我的老家是山东农村,地地道道的北方。小时候住的老村子,最常见的树就是刺槐。
老村子不同于现在整齐划一的新农村。墙壁是石头砌起来的,表层糊上一层厚厚的泥巴,冬暖夏凉。茅草顶经过风吹日晒,需要经常修补。
道路是弯弯曲曲的窄巷子,偶尔遇到邻居,彼此笑着打声招呼,侧着身子才能通过。外人初次来村里,站在巷子口就像站在迷宫入口处,茫然不知其所终。
村里最熟悉老巷子的除了满脸皱纹,牙齿掉光的老婆婆,还有我们这群被放养的整天疯跑的学龄前儿童。
我和我的小伙伴们最喜欢集聚的场地是一片房子的废墟。那户人家推毁了旧房子,不知为何没有在原址上重建,只留下了废墙乱石,和折断了腰却依然活的很好的老刺槐。
过了春天,杂草穿过石块的缝隙,藤蔓爬满凹凸不平的表面。老刺槐横卧在一片废墟中,枝叶却繁荣向上,树荫连着树荫,为我们遮住了炙热的阳光,搭起了一片密密的绿荫。我们就像勇士一样,手脚并用的在这块废墟之地探寻着。幻想着乱石中的老槐树,就是那最后的诺亚方舟,耐心地等待我们登陆。
经历艰难险阻,我们终于平安登陆。骑在树干上,摸着刺槐粗糙的树皮,沟沟裂裂,就像老人布满皱纹的脸皮,被岁月无情地刻下了痕迹。这位树老人却不是个好脾气,它有着坚硬的槐刺,一不小心就能刺破我的手指,血珠咕噜噜就冒了出来。不过我不怕它,把手指放进嘴里嘬一口,继续伸手撸槐花。
槐花很香,盛开时一串串洁白的花簇坠弯了细细的枝丫。清晨或是傍晚,幽幽的花香传来,清新,淡然,带着微微的羞涩,仿佛一位娇滴滴的少女,扶着门槛偷偷探头看你。
孩子们喜欢槐花,因为每一朵花苞都藏着甜甜的花蜜。拎着一串新鲜的槐花,揪一朵放在嘴里嘬一口,甜到心里。
大人们喜欢槐花,因为在那个特殊的年代他们曾靠这些可爱的花朵填饱肚子。像我的父母,每次看到槐花、榆钱、荠菜,都会心怀感恩。
我喜欢槐花,更喜欢槐叶。槐叶生的可爱又奇怪。胖胖的椭圆型叶子,整齐地沿着叶梗排列着,两片两片对着生长。叶梗前端定会有一枚壮壮的叶子,像个带头大哥一样,独自站在队伍的最前列,带领着身后的两队小弟,向阳生长。

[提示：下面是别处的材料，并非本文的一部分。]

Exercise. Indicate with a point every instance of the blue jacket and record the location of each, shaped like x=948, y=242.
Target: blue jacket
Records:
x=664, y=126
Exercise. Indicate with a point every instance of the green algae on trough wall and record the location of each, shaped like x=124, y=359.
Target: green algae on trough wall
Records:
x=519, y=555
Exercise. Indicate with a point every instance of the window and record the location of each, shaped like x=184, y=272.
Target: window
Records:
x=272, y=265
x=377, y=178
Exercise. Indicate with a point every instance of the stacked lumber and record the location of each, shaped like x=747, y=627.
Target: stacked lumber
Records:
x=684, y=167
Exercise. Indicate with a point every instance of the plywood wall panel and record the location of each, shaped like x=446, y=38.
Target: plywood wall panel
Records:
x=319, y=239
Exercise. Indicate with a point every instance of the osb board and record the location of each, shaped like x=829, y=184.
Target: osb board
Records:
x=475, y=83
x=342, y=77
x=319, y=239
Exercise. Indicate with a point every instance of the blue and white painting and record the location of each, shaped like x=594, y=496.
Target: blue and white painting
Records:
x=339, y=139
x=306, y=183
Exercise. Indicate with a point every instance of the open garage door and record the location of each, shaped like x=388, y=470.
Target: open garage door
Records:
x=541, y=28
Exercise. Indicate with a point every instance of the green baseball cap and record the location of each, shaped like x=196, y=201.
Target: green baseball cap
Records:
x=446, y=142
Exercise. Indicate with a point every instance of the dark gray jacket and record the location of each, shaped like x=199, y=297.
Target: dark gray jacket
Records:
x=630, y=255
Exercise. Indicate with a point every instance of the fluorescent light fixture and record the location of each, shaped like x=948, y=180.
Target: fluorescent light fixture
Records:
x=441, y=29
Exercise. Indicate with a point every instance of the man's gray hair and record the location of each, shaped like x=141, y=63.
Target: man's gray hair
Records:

初春的刺槐,嶙峋的树干吐露出嫩嫩的新芽,那是一种象征着新生的黄绿色,稚嫩、明亮,生机勃勃。等到天气热了,每一片槐叶尽情舒展,脉络清晰,带着岁月的沉淀,绿色也变得成熟起来。更像一位老者,沉静地坐在一角,日复一日。
后来,我长大,远离家乡外出求学,见到刺槐的机会越来越少。现在更是在遥远的城市安了家。偶尔回老家,新农村建设下的家乡,柏油马路宽广整洁。一排排楼房耸立,路边的树木也换上了名贵的景观树。刺槐、杨树、榆钱树……那些童年记忆里的熟悉的身影早已消失不见。
再闻槐花香,也只能在梦里了。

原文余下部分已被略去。